Current large language model (LLM)-based agents in social simulation are often mistakenly assumed to spontaneously reproduce authentic human collective behaviors, despite lacking a scientific foundation in behavioral validity and environmental interaction mechanisms. This work critically exposes the fundamental gap between role-playing plausibility and genuine human behavioral efficacy, reframing social simulation as a Markov game that explicitly incorporates environmental participation. It introduces explicit scheduling and information exposure mechanisms, emphasizing the pivotal roles of initial conditions, interaction protocols, and environmental dynamics in shaping emergent collective behavior. By doing so, the proposed framework systematically enhances the scientific rigor, auditability, and reproducibility of LLM-based multi-agent simulations, offering actionable design, evaluation, and interpretability guidelines for AI-driven social modeling.
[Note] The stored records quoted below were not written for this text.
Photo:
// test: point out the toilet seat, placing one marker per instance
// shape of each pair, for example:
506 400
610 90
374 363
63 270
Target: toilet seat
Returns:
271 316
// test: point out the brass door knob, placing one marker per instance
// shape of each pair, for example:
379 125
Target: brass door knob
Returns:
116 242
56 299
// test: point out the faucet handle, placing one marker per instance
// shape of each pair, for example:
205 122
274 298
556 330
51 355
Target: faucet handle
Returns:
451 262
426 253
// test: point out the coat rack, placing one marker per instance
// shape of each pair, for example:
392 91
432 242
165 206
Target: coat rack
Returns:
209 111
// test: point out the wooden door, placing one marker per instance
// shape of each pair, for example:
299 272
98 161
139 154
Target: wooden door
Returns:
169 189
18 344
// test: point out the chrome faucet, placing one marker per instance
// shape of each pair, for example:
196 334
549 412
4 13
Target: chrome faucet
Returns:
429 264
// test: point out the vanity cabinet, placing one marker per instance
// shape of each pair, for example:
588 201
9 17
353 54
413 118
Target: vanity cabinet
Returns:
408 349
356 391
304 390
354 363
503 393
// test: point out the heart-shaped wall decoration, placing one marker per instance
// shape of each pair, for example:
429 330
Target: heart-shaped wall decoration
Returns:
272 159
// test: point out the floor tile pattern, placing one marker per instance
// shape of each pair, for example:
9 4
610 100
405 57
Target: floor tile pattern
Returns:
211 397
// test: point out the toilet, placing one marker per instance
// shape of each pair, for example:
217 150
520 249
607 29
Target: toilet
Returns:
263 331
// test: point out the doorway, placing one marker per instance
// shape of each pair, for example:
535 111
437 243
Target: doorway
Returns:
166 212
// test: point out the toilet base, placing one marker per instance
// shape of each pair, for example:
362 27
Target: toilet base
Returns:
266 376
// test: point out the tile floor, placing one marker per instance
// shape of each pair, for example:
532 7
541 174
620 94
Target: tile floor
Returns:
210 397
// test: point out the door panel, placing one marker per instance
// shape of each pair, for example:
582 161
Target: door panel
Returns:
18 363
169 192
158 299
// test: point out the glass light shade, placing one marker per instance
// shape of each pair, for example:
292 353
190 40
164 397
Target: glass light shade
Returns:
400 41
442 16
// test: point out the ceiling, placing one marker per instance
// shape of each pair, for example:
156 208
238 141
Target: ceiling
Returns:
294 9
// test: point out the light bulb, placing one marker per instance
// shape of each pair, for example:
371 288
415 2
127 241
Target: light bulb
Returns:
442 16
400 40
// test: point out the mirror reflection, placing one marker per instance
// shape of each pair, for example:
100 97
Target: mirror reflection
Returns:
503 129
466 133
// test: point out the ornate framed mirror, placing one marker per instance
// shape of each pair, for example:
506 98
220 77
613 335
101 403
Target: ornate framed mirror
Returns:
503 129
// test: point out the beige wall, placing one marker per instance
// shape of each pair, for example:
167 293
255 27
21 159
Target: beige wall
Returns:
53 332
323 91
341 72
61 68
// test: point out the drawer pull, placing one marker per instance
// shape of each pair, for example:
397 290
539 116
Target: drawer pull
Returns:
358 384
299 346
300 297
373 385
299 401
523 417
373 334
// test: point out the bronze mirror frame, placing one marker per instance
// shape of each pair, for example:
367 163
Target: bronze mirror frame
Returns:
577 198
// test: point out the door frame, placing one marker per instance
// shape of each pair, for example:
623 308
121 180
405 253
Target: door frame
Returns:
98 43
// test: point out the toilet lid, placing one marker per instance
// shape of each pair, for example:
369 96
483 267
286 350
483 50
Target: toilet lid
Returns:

Recent advances in large language models (LLMs) have spurred growing interest in using LLM-integrated agents for social simulation, often under the implicit assumption that realistic population dynamics will emerge once role-specified agents are placed in a networked multi-agent setting. This position paper argues that LLM-based agents alone are not (yet) sufficient for social simulation. We attribute this over-optimism to a systematic mismatch between what current agent pipelines are typically optimized and validated to produce and what simulation-as-science requires. Concretely, role-playing plausibility does not imply faithful human behavioral validity; collective outcomes are frequently mediated by agent-environment co-dynamics rather than agent-agent messaging alone; and results can be dominated by interaction protocols, scheduling, and initial information priors. To make these underlying mechanisms explicit and auditable, we propose a unified formulation of AI agent-based social simulation as an environment-involved Markov game with explicit exposure and scheduling mechanisms, from which we derive concrete actions for design, evaluation, and interpretation.